Чтобы зажечь сердца людей, мысль может не быть великой, но она должна быть новой.
Идеи, высказанные Напрстеком перед тысячными толпами слушательниц, были в Чехии более чем новыми: они были неслыханны. Уже в январе следующего года Напрстек получил адрес, подписанный тремястами пражскими женщинами. «Вам принадлежит честь, — гласил адрес, — первому из чешского народа проявить сочувствие к нашей несчастной доле, ибо это несчастье, когда девушку воспитывают только для будущего мужа и она вынуждена выйти замуж только потому, что иначе не может себя обеспечить; это несчастье, если в душе своей она чувствует иное призвание, но вынуждена подавлять его, ибо общество не может и не хочет его использовать. Да, мы будем учиться, будем просвещаться, невзирая на насмешки окружающих, которые лишь пожимают плечами, ибо победа достигается только в борьбе.
Многие смеются над Вашими словами, обращенными к нам, но отзвук этих слов останется в веках, ибо они всюду пробуждают нравственность. Пусть же наше признание вознаградит Вас за все, что Вы для нас сделали и сделаете в будущем».
Напрстек прочел маменьке адрес вслух.
— Триста женщин, — произнес он, задумчиво поглаживая свой ежик. — Куда только их пристроить?
— А куда тебе их надо пристраивать? — недоуменно спросила маменька.
— Да ведь они пишут, что хотят просвещаться, — сказал Войтех. — Это очень хорошо, но как быть? В Америке есть просветительные клубы. Я сам основал такой клуб. Это было в Мильвоке, при моей book- store.
— При чем? — переспросила маменька.
— При моей книжной лавке. У меня в Мильвоке была книжная лавка, при ней я открыл читальню с журналами, там устраивались лекции, — одним словом, такой клуб. Посредине бил фонтан — красивая серебряная струя воды.

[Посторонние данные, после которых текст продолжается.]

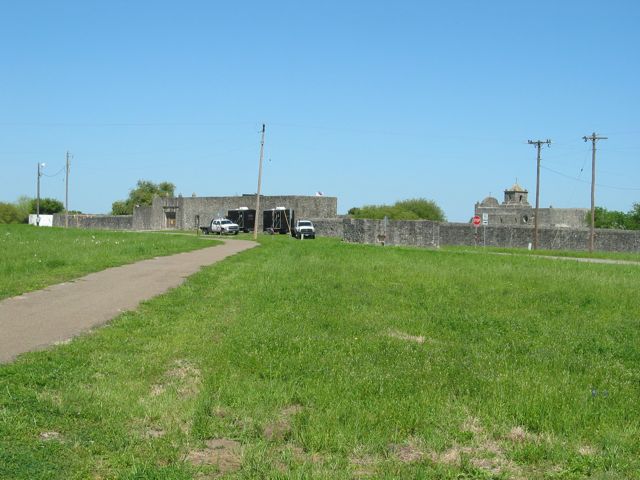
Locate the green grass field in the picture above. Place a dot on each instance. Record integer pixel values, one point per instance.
(319, 359)
(624, 256)
(33, 258)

Маменька молча поглядела на сына, поджала губы и отправилась по своим делам.
— Я уже придумала, где можно открыть этот клуб, или как он там называется, — сказала она вечером. — Если между комнатой, где лежат твои памятки, и соседней, с обоями в цветочек, убрать стену, получится совсем неплохой клуб.

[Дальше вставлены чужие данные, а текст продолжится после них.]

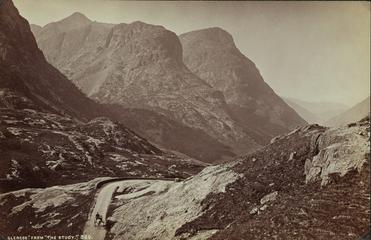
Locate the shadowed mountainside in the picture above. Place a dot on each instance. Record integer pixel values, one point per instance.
(212, 55)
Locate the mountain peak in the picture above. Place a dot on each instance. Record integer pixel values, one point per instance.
(215, 35)
(77, 16)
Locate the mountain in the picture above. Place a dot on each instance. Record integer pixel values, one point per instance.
(316, 112)
(312, 183)
(48, 133)
(353, 114)
(139, 65)
(171, 134)
(304, 113)
(24, 69)
(212, 55)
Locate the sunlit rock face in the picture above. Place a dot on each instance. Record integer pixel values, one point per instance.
(310, 183)
(212, 55)
(24, 69)
(139, 65)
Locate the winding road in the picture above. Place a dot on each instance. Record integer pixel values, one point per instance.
(103, 199)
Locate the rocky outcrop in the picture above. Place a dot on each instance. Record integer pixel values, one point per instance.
(212, 55)
(264, 195)
(139, 65)
(24, 69)
(353, 114)
(46, 211)
(340, 150)
(41, 149)
(45, 138)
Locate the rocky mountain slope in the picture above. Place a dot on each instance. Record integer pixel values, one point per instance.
(24, 69)
(171, 134)
(41, 149)
(316, 112)
(312, 183)
(43, 140)
(212, 55)
(139, 65)
(351, 115)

Войтех ничего не сказал, только надул свои пухлые щеки, но по всему было видно, что он очень доволен. — Но фонтана там не будет, — добавила маменька.
Когда Ваху вывели на пенсию, вернее, когда его прошение о выходе на пенсию было благосклонно принято, доктор прав Моймир Ваха решил, а как известно, решения его были бесповоротны — переехать с семьей в Прагу. Там, мол, нас никто не знает, там, как и в Хрудиме, люди не станут нам кланяться, но не с тем, чтобы нас оскорбить, а просто потому, что мы им чужие; в Праге и прожить можно дешевле, чем в Хрудиме или в Градце, поскольку нет у нас там обязательств перед обществом; и он, доктор прав Ваха, сможет в тишине и покое провести остаток дней своей неудавшейся жизни.
Ваха снял хорошую четырехкомнатную квартиру на Франтишковой набережной, с видом на реку и на королевский замок, в старом капитальном доме, заднее крыло которого выходило на тихую Почтовую улицу. Пани Магдалене квартира казалась дорогой, но муж сказал, что он привык жить удобно и своих привычек менять не собирается. Теперь не он должен себя ограничивать, а дочери, которые, невзирая на все его жертвы, невзирая на то, что он всю жизнь ради них отрывал от себя последнее, остались в девках. С балами, модными туалетами и танцульками, с нарядами и кофепитиями придется покончить и жить скромно, но залезать куда-нибудь в подвал или на мансарду — нет уж, благодарю покорно!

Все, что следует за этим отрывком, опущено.